私達の事だけどとある異国からこの国に移住して来ただけに過ぎないわ。
私達が慕う王と共にね」
「王族ですって?…」
エルゼちゃんが真実と虚偽を折り混ぜた説明に堕天使の子、レイナーレちゃんは少しばかり驚いている。
「それで…貴方これからどうする気なの?」
「帰らせて貰うわ…やるべき事があるし…貴方達の王に伝えてくれるかしら?
ありがとうって…」
「…必ず伝えるわ」
レイナーレちゃんは戻ると言って翼を広げ帰っていった彼女の背を見届けるのだった。
その頃、Side一誠
「はう!?うぅ…どうして何も無い所で転んでしまうのでしょうか?…」
「…」
糞兄貴に強姦されかけた堕天使の少女を助けた後すぐにはぐれ悪魔退治へと出ていた俺は帰り道でシスターらしき金髪の少女が盛大に転んだ場面に遭遇したので助け起こした。
「大丈夫か?」
「え?は、はい!助けて頂いてありがとう御座います!
あ、私はシスターのアーシア・アルジェントと申します」
「俺は一誠・ブリュンヒルドだ、よろしくな!」
「ブリュンヒルド?貴方も異国の方なのですか?」
「いや、三年程前まで外国暮らしだったんだけれどれっきとした日本人だ。
いわゆる帰国子女という奴」
「そうでしたか!」
「アルジェントは何をしにこの町に?」
「アーシアと呼んで下さって構いません。
えっと実は赴任先の教会を探していまして…」
「この町の教会を?…」
「はい」
俺はアーシアと名乗ったシスターの話を聞いて訝しむ。
この町の教会は存在しているにはしているがもうかなり以前から廃協会となって荒れ果ててしまっている。

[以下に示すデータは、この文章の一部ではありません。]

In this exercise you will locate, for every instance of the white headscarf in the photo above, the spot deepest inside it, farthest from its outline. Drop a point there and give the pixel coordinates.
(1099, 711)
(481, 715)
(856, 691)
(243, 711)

昨日の堕天使の少女の件といいいよいよキナ臭さが確実な物になってきてるぞ。
「案内するのは良いけどさ…」
「?」
かといって結局断る訳にもいかずアーシアを教会へ案内する事に。
「ええ…」
教会へと着くとアーシアも流石にあまりの荒れっぷりに狼狽する。
そこに
「おお!これはこれはシスターアーシアではないですか!お待ちしておりましたよ!
いやはや実は私もこの教会に数日前に赴任してきたばかりなのですがこの荒れ果てようは予想していなかったものでまだ整備の方が行き届いていなくて申し訳無い」
「!…」
廃教会から数日前まではいなかった事を確認している中年のおっさん神父が出てきてアーシアに駆け寄ってくる。

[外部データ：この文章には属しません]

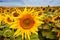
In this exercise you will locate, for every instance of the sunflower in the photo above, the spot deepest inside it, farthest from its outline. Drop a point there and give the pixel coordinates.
(58, 35)
(7, 10)
(15, 13)
(56, 18)
(8, 19)
(41, 11)
(26, 24)
(51, 9)
(1, 18)
(43, 8)
(0, 10)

間違い無い!…コイツが今回の堕天使を先導している主犯格だ。
俺はその神父に堕天使の気配を感じ取ったがあえて泳がす為に悟られないように振る舞う。
「い、いえ私だってイッセーさんに案内してもらわなかったら神父様のお手を煩わせていたかもしれないですので…」
「ほう、そうでしたか…」
堕天使神父はじっと俺の方を見てくるがどうやら気が付く事はなさそうだった。
だが俺の目は誤魔化せないぜ!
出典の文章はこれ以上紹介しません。